Na imagem, míssil iraniano atingindo base dos EUA no Bahrein...


O governo brasileiro reforçou neste sábado (28) as orientações de segurança para seus cidadãos diante da escalada da tensão no Oriente Médio, após uma operação militar envolvendo os Estados Unidos e Israel contra alvos no Irã.


Em comunicado oficial, o Ministério das Relações Exteriores (Itamaraty) recomendou que brasileiros evitem viagens à região e que aqueles que já se encontram em áreas consideradas de risco permaneçam em locais seguros.



Países sob alerta


O Itamaraty passou a não recomendar viagens para 11 países do Oriente Médio diante da possibilidade de agravamento do conflito. A lista inclui:

Irã

Israel

Catar

Kuwait

Emirados Árabes Unidos

Bahrein

Jordânia

Iraque

Líbano

Palestina

Síria


Para quem já está nesses territórios, a orientação é evitar deslocamentos desnecessários e seguir rigorosamente as recomendações das autoridades locais.


Orientações de segurança


Entre as recomendações divulgadas estão:

Permanecer em ambientes internos e protegidos, preferencialmente em locais sem janelas ou em áreas subterrâneas.

Manter portas e janelas fechadas.

Evitar aglomerações e deslocamentos sem necessidade.



Acompanhar comunicados oficiais das embaixadas e consulados brasileiros.

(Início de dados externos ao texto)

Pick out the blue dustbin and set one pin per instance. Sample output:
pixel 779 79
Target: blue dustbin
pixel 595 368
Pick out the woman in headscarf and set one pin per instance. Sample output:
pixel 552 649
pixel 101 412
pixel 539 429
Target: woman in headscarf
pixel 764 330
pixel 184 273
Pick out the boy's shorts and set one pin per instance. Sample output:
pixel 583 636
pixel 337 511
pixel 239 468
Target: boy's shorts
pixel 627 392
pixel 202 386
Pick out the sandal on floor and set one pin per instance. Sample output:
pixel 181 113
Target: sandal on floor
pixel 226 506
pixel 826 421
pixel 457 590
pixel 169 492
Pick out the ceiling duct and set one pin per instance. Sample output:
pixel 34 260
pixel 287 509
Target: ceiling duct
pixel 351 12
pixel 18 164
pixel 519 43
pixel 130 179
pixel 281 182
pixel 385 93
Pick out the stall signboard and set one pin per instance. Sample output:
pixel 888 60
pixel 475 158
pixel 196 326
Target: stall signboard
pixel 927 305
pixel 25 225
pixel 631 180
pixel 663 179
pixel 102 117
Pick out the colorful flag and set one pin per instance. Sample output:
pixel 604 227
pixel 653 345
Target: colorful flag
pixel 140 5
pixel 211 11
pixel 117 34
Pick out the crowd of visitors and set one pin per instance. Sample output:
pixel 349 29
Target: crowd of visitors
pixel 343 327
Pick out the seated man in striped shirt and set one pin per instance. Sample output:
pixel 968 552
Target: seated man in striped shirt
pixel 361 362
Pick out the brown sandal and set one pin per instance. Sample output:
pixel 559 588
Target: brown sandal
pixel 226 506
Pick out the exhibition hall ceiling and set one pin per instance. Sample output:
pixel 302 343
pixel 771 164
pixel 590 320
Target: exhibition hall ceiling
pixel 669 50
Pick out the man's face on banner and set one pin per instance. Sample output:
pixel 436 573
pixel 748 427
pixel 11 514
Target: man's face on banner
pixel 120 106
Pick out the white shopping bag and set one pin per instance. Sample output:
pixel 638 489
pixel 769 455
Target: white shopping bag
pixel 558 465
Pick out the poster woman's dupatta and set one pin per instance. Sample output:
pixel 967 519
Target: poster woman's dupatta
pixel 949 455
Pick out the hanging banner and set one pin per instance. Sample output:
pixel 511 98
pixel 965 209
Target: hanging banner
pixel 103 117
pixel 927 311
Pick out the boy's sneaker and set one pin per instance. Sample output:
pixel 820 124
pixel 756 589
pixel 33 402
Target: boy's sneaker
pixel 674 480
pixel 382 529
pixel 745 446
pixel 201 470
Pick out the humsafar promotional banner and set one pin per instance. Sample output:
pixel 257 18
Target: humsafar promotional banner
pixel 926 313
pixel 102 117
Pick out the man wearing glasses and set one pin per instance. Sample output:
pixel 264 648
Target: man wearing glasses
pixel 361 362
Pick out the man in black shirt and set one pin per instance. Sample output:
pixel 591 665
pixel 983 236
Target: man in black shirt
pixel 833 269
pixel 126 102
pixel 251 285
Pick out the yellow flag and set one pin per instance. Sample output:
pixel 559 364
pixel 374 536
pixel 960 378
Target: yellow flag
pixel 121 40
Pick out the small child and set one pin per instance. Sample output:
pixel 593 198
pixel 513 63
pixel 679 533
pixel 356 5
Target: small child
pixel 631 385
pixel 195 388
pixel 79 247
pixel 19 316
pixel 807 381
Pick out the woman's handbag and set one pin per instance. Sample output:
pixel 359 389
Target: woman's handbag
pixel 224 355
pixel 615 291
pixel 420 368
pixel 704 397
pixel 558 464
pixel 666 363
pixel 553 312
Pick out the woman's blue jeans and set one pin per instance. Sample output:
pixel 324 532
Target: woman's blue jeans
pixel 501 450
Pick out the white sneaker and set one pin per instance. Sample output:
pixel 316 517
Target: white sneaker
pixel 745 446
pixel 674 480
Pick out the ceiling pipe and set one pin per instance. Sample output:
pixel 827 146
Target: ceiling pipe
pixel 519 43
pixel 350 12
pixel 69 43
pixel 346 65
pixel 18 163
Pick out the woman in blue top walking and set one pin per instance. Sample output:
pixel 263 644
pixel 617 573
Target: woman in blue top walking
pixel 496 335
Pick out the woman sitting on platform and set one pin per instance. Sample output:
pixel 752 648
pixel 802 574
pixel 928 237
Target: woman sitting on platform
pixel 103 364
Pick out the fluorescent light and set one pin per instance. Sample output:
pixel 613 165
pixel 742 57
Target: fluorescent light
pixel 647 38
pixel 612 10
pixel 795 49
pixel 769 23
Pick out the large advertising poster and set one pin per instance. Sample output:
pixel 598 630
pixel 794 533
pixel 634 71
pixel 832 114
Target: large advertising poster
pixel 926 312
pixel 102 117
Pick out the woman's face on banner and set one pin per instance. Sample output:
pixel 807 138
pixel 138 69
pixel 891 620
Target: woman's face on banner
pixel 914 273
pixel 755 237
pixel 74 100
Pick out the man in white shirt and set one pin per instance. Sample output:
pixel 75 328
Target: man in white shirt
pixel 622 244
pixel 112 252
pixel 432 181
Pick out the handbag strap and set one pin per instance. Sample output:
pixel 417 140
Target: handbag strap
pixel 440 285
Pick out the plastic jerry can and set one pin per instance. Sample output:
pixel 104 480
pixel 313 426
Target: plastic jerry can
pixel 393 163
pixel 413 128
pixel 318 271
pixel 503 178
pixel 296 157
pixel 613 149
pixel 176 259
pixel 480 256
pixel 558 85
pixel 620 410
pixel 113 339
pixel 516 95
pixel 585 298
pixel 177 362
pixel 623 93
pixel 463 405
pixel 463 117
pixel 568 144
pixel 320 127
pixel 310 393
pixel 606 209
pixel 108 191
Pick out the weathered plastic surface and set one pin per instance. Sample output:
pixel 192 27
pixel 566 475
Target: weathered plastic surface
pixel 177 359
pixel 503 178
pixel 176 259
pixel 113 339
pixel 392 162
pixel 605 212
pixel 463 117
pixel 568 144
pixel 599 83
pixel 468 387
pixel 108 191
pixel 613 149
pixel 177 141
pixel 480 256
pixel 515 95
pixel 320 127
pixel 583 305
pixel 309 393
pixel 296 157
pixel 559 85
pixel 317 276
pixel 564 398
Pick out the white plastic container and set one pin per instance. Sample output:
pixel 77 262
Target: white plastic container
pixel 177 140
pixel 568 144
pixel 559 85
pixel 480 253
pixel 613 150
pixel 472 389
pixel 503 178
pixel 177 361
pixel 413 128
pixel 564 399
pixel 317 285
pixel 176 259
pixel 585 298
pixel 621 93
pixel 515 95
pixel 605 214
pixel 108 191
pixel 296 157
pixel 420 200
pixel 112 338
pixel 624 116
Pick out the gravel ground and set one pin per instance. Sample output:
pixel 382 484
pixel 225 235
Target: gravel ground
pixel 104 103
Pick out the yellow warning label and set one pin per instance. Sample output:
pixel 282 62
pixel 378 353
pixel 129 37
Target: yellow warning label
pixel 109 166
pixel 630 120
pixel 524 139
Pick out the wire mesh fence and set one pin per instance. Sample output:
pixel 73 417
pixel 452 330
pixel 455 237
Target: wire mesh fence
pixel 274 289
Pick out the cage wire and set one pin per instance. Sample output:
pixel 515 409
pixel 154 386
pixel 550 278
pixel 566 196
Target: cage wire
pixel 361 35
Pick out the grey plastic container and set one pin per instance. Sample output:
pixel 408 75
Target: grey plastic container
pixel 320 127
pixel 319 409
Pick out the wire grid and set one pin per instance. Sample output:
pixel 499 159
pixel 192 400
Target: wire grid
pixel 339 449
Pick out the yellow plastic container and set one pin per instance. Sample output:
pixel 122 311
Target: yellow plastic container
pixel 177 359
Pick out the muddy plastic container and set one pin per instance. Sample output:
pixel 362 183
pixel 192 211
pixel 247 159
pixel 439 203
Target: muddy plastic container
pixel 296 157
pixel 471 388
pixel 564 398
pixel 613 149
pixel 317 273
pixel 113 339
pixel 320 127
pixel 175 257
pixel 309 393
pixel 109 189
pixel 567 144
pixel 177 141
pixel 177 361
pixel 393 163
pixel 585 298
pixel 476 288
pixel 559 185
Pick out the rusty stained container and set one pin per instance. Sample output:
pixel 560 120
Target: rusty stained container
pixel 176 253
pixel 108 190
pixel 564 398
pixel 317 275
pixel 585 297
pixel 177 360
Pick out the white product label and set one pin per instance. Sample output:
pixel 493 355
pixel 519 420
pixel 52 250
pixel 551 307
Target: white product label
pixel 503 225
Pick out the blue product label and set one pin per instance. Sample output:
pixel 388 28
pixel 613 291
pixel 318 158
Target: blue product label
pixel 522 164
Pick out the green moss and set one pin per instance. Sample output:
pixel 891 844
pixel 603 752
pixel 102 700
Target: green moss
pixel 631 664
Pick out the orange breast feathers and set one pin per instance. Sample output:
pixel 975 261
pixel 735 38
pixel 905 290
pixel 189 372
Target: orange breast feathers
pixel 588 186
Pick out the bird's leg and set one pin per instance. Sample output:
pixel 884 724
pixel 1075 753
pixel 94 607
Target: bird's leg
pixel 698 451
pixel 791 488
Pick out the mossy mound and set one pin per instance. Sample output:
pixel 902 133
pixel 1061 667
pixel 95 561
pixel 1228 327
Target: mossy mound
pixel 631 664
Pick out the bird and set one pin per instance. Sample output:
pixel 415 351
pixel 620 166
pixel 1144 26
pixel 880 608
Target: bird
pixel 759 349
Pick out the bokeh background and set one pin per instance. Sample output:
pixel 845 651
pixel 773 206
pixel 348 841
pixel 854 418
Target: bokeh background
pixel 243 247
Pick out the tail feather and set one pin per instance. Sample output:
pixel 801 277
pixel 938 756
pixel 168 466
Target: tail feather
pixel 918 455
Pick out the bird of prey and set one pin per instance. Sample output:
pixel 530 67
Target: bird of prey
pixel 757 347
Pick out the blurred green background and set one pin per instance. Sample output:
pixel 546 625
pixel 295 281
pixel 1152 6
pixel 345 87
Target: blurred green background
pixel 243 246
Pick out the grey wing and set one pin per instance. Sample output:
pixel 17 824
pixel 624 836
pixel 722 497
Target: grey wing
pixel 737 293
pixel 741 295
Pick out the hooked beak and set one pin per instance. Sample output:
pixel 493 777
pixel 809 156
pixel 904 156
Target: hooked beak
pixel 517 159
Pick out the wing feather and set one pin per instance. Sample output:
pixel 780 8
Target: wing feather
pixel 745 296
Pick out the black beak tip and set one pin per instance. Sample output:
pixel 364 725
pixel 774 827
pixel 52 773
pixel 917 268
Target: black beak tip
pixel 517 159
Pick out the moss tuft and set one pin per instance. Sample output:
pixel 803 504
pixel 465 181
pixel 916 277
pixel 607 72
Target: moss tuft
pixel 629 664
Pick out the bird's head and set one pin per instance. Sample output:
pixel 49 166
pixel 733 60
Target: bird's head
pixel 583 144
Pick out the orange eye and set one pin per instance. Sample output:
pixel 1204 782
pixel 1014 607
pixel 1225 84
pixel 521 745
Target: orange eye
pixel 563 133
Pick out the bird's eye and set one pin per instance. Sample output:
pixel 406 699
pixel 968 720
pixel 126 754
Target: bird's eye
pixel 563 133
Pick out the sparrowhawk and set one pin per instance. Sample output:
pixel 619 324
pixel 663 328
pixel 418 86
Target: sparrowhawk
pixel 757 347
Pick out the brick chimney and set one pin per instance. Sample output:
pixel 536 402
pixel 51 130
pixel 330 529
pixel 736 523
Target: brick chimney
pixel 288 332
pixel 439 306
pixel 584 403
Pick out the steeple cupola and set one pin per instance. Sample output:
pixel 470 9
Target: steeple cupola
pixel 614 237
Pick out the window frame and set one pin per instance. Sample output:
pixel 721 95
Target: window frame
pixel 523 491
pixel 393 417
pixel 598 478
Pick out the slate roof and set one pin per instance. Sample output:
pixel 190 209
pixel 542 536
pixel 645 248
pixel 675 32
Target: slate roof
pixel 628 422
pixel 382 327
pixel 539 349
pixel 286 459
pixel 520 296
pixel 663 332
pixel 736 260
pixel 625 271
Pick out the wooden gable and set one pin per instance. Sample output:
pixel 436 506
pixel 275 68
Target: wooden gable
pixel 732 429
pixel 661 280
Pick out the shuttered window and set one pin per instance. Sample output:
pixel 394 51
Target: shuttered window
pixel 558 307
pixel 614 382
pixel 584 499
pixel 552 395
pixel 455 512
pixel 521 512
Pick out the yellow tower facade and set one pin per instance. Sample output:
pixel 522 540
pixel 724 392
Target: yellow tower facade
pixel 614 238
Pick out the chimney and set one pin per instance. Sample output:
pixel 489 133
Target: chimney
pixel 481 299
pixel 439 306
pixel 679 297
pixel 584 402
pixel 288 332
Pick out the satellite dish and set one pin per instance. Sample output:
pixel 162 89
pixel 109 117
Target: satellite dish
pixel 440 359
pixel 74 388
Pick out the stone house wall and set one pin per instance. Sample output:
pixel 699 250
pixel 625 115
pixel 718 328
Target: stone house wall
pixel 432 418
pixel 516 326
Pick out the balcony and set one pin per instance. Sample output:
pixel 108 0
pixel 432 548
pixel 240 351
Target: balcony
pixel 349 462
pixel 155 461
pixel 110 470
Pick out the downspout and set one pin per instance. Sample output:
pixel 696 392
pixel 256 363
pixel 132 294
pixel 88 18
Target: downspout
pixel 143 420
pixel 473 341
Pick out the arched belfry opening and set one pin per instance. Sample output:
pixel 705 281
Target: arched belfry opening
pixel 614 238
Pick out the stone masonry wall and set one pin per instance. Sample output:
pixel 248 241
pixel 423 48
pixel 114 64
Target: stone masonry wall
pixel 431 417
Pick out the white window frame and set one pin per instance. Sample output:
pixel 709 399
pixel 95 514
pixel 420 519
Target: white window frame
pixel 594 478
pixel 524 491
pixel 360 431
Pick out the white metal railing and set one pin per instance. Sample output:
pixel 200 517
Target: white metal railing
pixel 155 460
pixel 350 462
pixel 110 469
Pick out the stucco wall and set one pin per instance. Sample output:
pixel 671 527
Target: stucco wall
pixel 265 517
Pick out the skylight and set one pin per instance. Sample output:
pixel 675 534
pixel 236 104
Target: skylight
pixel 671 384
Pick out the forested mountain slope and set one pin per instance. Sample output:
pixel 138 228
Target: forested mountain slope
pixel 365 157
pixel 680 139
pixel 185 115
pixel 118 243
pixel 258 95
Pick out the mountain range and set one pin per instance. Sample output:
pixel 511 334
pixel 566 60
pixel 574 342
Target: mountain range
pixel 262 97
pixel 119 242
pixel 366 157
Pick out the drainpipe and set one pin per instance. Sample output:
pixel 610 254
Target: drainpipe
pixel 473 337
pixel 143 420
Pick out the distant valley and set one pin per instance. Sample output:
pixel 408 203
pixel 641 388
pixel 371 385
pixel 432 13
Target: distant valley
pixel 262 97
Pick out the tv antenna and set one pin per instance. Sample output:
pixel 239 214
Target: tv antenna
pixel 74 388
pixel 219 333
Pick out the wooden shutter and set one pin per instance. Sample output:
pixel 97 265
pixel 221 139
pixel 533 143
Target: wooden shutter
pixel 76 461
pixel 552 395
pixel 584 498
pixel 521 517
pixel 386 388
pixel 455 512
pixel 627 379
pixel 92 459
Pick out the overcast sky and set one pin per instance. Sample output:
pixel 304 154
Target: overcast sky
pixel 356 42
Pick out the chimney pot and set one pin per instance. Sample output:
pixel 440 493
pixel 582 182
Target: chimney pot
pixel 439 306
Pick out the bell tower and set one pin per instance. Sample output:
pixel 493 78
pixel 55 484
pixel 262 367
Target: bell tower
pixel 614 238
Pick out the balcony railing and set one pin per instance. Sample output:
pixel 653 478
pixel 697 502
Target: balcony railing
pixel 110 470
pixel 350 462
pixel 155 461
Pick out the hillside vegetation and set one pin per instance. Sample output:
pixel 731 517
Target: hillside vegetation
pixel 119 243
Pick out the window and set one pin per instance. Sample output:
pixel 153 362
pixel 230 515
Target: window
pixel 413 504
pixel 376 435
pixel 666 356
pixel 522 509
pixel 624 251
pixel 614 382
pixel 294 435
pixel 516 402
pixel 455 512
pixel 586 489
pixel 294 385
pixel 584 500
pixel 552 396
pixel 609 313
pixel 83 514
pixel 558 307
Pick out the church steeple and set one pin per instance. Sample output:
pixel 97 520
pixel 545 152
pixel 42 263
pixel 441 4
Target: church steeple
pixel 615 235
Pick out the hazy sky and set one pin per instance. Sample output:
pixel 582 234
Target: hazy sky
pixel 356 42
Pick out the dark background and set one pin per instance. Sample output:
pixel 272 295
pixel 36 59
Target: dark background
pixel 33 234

Manter contato atualizado com familiares no Brasil.


Crescente tensão internacional

A ofensiva militar elevou o nível de alerta em diversos países da região, com relatos de explosões e lançamentos de mísseis.


O cenário aumentou o temor de uma escalada mais ampla do conflito, envolvendo outros atores internacionais.

Além dos impactos diplomáticos, a crise já afeta o tráfego aéreo, com suspensão de voos e fechamento temporário de espaços aéreos, o que pode dificultar a saída de estrangeiros da região.



O Itamaraty informou que segue monitorando a situação por meio de suas representações diplomáticas e mantém canais consulares abertos para atendimento a brasileiros que necessitem de apoio.